浜松医大の大磯義一郎教授(医療法学)によると、医師には医学的な理由から指針などの原則を逸脱する裁量権がある。患者の希望(自己決定権)は、その逸脱を認める根拠とはならないが、医師らができる限り尊重しようとするのも当然だ。大磯教授は「指針・原則は単なる理想論ではなく、実務を反映した内容であるべきだ。今回の問題を契機に、中絶患者の利便性と母体保護のあり方を改めて検討するべきだ」と指摘する。
医師への調査権、明文化を検討…県医師会
母体保護法では、指定医師の指定権限を都道府県医師会に付与している。県内には現在約400人の指定医師がおり、その指導・監督も県医師会が行うが、明確な調査権は規定されていない。

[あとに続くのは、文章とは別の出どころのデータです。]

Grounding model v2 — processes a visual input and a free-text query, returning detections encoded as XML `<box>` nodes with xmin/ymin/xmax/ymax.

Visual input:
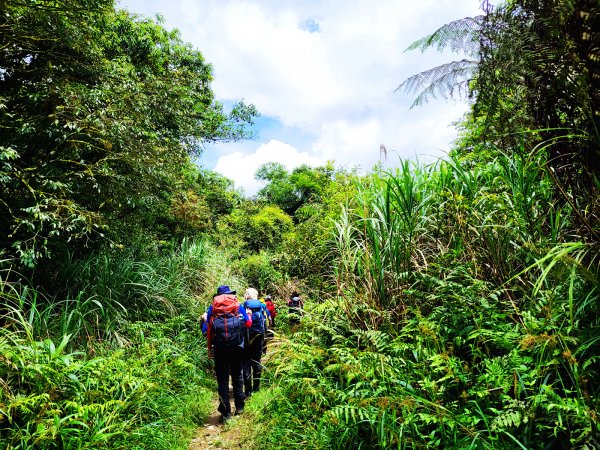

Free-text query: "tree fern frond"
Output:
<box><xmin>405</xmin><ymin>16</ymin><xmax>484</xmax><ymax>56</ymax></box>
<box><xmin>396</xmin><ymin>59</ymin><xmax>477</xmax><ymax>108</ymax></box>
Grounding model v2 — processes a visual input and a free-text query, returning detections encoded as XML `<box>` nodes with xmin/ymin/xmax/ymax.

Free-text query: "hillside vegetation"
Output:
<box><xmin>0</xmin><ymin>0</ymin><xmax>600</xmax><ymax>450</ymax></box>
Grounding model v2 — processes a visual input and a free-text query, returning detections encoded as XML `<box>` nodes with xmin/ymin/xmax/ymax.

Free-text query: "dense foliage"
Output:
<box><xmin>0</xmin><ymin>0</ymin><xmax>255</xmax><ymax>267</ymax></box>
<box><xmin>0</xmin><ymin>0</ymin><xmax>600</xmax><ymax>449</ymax></box>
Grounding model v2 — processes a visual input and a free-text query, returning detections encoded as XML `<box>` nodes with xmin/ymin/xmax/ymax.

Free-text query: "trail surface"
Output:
<box><xmin>189</xmin><ymin>396</ymin><xmax>245</xmax><ymax>450</ymax></box>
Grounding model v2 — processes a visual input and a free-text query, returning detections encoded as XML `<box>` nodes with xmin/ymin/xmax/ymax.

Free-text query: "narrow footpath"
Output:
<box><xmin>188</xmin><ymin>339</ymin><xmax>281</xmax><ymax>450</ymax></box>
<box><xmin>189</xmin><ymin>395</ymin><xmax>244</xmax><ymax>450</ymax></box>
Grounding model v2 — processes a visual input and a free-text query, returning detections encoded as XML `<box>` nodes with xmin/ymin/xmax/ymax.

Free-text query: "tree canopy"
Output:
<box><xmin>0</xmin><ymin>0</ymin><xmax>256</xmax><ymax>266</ymax></box>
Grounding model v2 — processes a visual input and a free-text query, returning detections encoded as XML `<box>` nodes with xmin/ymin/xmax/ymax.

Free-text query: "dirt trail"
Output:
<box><xmin>189</xmin><ymin>396</ymin><xmax>244</xmax><ymax>450</ymax></box>
<box><xmin>188</xmin><ymin>339</ymin><xmax>281</xmax><ymax>450</ymax></box>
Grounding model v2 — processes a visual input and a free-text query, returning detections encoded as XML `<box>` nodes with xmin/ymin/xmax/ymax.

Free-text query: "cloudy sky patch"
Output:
<box><xmin>120</xmin><ymin>0</ymin><xmax>480</xmax><ymax>194</ymax></box>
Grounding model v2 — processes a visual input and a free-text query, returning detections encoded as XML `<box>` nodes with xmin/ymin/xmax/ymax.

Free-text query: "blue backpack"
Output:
<box><xmin>244</xmin><ymin>299</ymin><xmax>267</xmax><ymax>334</ymax></box>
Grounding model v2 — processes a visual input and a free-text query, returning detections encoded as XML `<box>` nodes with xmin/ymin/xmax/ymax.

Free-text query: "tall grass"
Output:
<box><xmin>0</xmin><ymin>237</ymin><xmax>214</xmax><ymax>449</ymax></box>
<box><xmin>257</xmin><ymin>153</ymin><xmax>600</xmax><ymax>449</ymax></box>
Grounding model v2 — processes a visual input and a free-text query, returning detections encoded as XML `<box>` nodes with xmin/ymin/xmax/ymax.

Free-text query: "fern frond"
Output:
<box><xmin>396</xmin><ymin>59</ymin><xmax>477</xmax><ymax>108</ymax></box>
<box><xmin>405</xmin><ymin>16</ymin><xmax>484</xmax><ymax>56</ymax></box>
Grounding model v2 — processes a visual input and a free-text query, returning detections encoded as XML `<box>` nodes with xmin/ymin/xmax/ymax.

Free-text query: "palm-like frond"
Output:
<box><xmin>406</xmin><ymin>16</ymin><xmax>484</xmax><ymax>56</ymax></box>
<box><xmin>396</xmin><ymin>59</ymin><xmax>477</xmax><ymax>108</ymax></box>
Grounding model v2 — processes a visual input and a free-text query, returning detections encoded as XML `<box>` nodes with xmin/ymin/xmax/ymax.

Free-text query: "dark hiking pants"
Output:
<box><xmin>215</xmin><ymin>348</ymin><xmax>246</xmax><ymax>416</ymax></box>
<box><xmin>244</xmin><ymin>332</ymin><xmax>265</xmax><ymax>395</ymax></box>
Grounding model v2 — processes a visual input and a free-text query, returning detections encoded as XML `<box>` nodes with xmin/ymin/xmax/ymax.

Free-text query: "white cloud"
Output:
<box><xmin>122</xmin><ymin>0</ymin><xmax>480</xmax><ymax>192</ymax></box>
<box><xmin>215</xmin><ymin>139</ymin><xmax>325</xmax><ymax>195</ymax></box>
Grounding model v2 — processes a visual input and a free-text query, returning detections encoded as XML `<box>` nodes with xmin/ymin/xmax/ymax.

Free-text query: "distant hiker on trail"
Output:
<box><xmin>244</xmin><ymin>288</ymin><xmax>269</xmax><ymax>397</ymax></box>
<box><xmin>288</xmin><ymin>291</ymin><xmax>304</xmax><ymax>323</ymax></box>
<box><xmin>206</xmin><ymin>286</ymin><xmax>252</xmax><ymax>422</ymax></box>
<box><xmin>265</xmin><ymin>295</ymin><xmax>277</xmax><ymax>328</ymax></box>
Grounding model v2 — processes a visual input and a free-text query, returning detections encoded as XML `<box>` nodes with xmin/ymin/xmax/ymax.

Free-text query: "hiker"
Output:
<box><xmin>288</xmin><ymin>291</ymin><xmax>304</xmax><ymax>324</ymax></box>
<box><xmin>244</xmin><ymin>288</ymin><xmax>269</xmax><ymax>397</ymax></box>
<box><xmin>206</xmin><ymin>285</ymin><xmax>252</xmax><ymax>422</ymax></box>
<box><xmin>265</xmin><ymin>295</ymin><xmax>277</xmax><ymax>328</ymax></box>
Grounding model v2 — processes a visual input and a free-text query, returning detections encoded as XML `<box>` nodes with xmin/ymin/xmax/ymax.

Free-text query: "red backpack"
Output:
<box><xmin>265</xmin><ymin>300</ymin><xmax>277</xmax><ymax>317</ymax></box>
<box><xmin>210</xmin><ymin>294</ymin><xmax>244</xmax><ymax>349</ymax></box>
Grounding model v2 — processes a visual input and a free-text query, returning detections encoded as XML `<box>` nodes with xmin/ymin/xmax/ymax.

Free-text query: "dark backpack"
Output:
<box><xmin>244</xmin><ymin>299</ymin><xmax>267</xmax><ymax>334</ymax></box>
<box><xmin>210</xmin><ymin>294</ymin><xmax>244</xmax><ymax>349</ymax></box>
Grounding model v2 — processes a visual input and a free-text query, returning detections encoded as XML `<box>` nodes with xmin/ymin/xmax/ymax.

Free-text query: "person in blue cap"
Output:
<box><xmin>206</xmin><ymin>285</ymin><xmax>252</xmax><ymax>422</ymax></box>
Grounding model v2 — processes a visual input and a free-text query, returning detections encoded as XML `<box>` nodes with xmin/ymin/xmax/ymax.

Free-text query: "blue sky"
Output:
<box><xmin>120</xmin><ymin>0</ymin><xmax>481</xmax><ymax>195</ymax></box>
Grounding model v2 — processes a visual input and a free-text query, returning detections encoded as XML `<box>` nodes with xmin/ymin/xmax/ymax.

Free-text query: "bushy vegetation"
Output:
<box><xmin>0</xmin><ymin>0</ymin><xmax>600</xmax><ymax>449</ymax></box>
<box><xmin>253</xmin><ymin>155</ymin><xmax>600</xmax><ymax>449</ymax></box>
<box><xmin>0</xmin><ymin>239</ymin><xmax>214</xmax><ymax>449</ymax></box>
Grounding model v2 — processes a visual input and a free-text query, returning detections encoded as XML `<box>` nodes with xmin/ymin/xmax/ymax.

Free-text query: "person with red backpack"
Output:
<box><xmin>265</xmin><ymin>295</ymin><xmax>277</xmax><ymax>328</ymax></box>
<box><xmin>288</xmin><ymin>291</ymin><xmax>304</xmax><ymax>324</ymax></box>
<box><xmin>206</xmin><ymin>285</ymin><xmax>252</xmax><ymax>422</ymax></box>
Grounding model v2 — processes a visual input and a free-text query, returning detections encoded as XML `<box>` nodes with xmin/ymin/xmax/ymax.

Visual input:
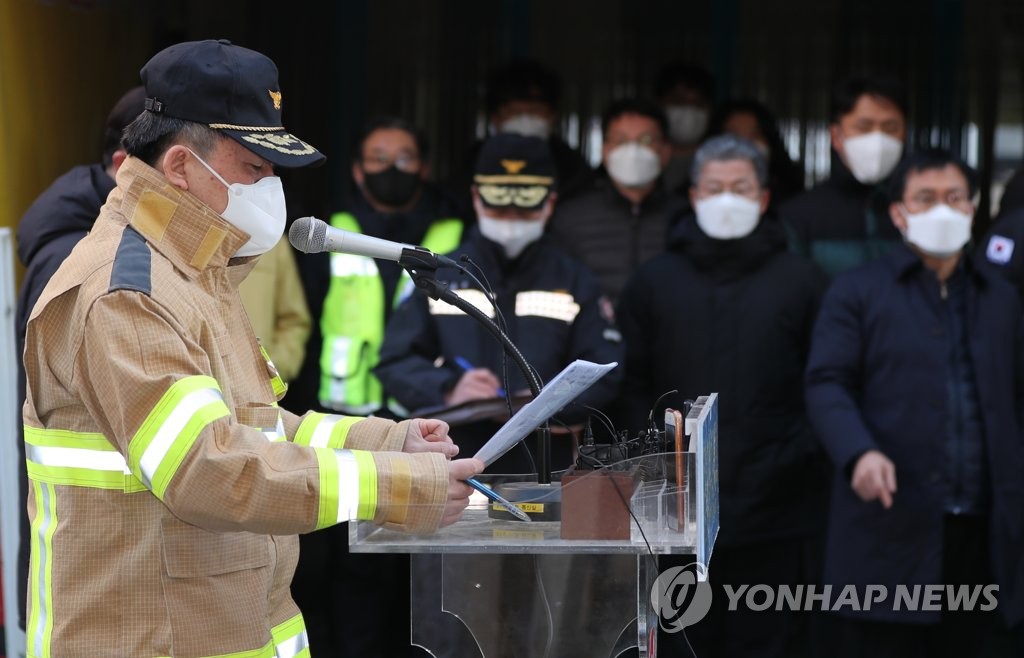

県医師会によると、聖ローザクリニックタワーズを巡っては昨年2月、県医師会内の母体保護委員会で、「中期中絶が1か月間に12例報告されているが、設備は整っているのか」と懸念する声が上がった。同会は安全管理体制の確認のため、聖ローザグループの前院長に聞き取り調査への協力を複数回要請したが、応じてもらえず、そうしたなかで少女の死亡事例が起きたという。
同会は即効性・実効性のある指導を確実に行えるようにするため、指定医師取扱規則に、調査権を明文化することなどを含め、再発防止策を検討している。